税込み価格が表記されたスーパーの商品のポップ=1日午前、大田原市中田原

 店頭で商品の消費税を抜いた価格だけの表示を認める特例措置が終了し、1日から税込みの総額表記が義務付けられるようになった。県内の消費者は支払額の分かりやすさを歓迎する一方、地域のスーパーは「値上がり」の誤解や競争の激化を警戒する。すぐに在庫の入れ替えができない書籍を扱う書店も、変更にかかる時間や手間を懸念している。

 1日、大田原市のスーパー「塩原屋中田原店」。買い物を終えた同市中田原、平山百合子(ひらやまゆりこ)さん(86)は「総額表記は支払額が分かりやすくていい。どうせ消費税を払うのだから」と歓迎した。
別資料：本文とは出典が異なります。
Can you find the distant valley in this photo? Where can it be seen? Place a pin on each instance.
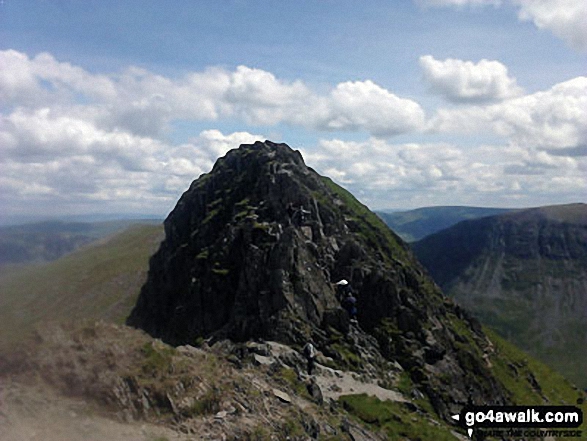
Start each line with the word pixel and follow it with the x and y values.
pixel 49 240
pixel 99 281
pixel 523 273
pixel 413 225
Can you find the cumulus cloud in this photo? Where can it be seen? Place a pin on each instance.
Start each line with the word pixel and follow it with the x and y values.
pixel 59 163
pixel 353 105
pixel 468 82
pixel 144 103
pixel 387 175
pixel 551 119
pixel 459 3
pixel 566 19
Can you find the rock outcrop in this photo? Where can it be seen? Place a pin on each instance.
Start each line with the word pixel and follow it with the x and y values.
pixel 253 249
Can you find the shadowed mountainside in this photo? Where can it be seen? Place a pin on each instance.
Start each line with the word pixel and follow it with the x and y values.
pixel 252 250
pixel 524 274
pixel 414 225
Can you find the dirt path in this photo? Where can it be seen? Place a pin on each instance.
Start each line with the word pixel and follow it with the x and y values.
pixel 334 383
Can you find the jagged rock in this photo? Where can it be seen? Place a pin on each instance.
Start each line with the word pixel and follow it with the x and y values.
pixel 315 391
pixel 252 251
pixel 282 396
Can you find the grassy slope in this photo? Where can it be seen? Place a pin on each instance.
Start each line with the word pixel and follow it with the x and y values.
pixel 46 241
pixel 100 281
pixel 512 367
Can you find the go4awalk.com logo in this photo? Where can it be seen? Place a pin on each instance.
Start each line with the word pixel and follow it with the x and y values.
pixel 522 421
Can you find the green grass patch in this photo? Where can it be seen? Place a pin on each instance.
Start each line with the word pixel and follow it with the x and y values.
pixel 156 361
pixel 368 225
pixel 100 281
pixel 395 420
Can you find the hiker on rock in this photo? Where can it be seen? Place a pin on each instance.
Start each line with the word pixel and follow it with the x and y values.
pixel 343 288
pixel 310 353
pixel 350 305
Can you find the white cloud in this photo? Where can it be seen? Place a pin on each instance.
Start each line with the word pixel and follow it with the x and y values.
pixel 465 81
pixel 145 103
pixel 567 19
pixel 352 106
pixel 459 3
pixel 411 175
pixel 57 162
pixel 551 119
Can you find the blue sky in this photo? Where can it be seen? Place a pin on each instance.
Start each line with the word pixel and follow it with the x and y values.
pixel 117 106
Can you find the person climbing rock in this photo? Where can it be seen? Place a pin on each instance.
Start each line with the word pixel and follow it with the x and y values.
pixel 350 305
pixel 310 353
pixel 342 289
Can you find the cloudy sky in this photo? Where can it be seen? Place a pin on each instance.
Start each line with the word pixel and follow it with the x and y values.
pixel 115 107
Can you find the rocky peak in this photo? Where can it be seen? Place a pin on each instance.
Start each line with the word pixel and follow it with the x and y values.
pixel 253 249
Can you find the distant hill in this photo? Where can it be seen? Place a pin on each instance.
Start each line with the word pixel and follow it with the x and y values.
pixel 413 225
pixel 49 240
pixel 99 281
pixel 523 273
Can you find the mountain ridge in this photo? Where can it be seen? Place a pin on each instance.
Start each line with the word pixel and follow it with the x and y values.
pixel 522 273
pixel 237 263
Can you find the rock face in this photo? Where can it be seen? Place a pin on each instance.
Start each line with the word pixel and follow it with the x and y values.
pixel 525 274
pixel 253 249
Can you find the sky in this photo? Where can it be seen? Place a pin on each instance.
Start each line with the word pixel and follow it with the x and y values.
pixel 116 107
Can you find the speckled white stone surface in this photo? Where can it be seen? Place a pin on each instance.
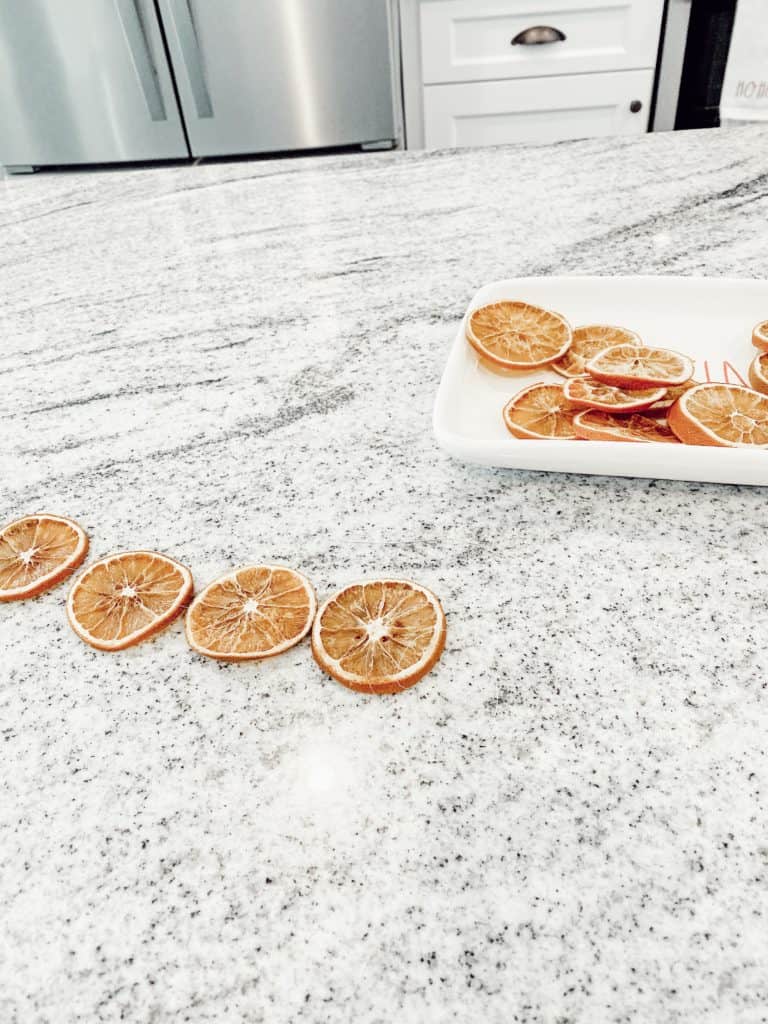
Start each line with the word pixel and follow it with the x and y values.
pixel 567 820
 那須塩原市と大田原市で店舗を展開する塩原屋は、税抜き表示から、総額と併記する形式に変更し、商品の値札などを全て替えた。その手間以上に笠間良一(かさまりょういち)社長(55)が警戒するのは、値上がり感と競争の激化だ。

 「1円、1%の原価にこだわっている。お客さまに対する分かりやすさは間違いないし、決して値上げでもないのだが、消費者心理は微妙ですから」。これまでは税抜き100グラム98円で勝負できたが、今後は総額表記での勝負を大手相手に強いられる可能性もある。

 税抜き価格のみの表示は、2004年4月以降認められていなかったが、14年、税率が8%に上がった時に特例措置として導入された。

 1日以降は「9800円+税」などの表記は認められないが、税込み価格が明瞭に表示されていれば、税抜き価格を併せた表示もできる。ただ「物価に消費税を紛れ込ませて痛税感と納税者意識を薄れさせる」(全国商工団体連合会)という批判もある。

 宇都宮市馬場通り2丁目の「喜久屋書店宇都宮店」では店頭に「新旧価格表示が混在します」との張り紙を出した。1日以降の新刊は総額表示だが、業界のガイドラインで在庫の回収や交換までは必要としない。

 書籍は取扱期間が長いものもあり、税率が低い当時の総額が表示されている商品もある。品田洋道(しなだひろみち)店長(45)は「出版社を含め表記の変更や周知に手間や費用、時間がかかる。今後税率が再び変わることも懸念材料」と訴える。

 栃木市吹上町のレストラン「肉のふきあげ栃木本店」も、店内メニューやホームページの価格表記の変更を3月下旬までに終えた。石橋利美(いしばしとしみ)常務(51)は「表記変更より軽減税率、テークアウト8%と10%の違いが浸透していないほうが気になる」と話した。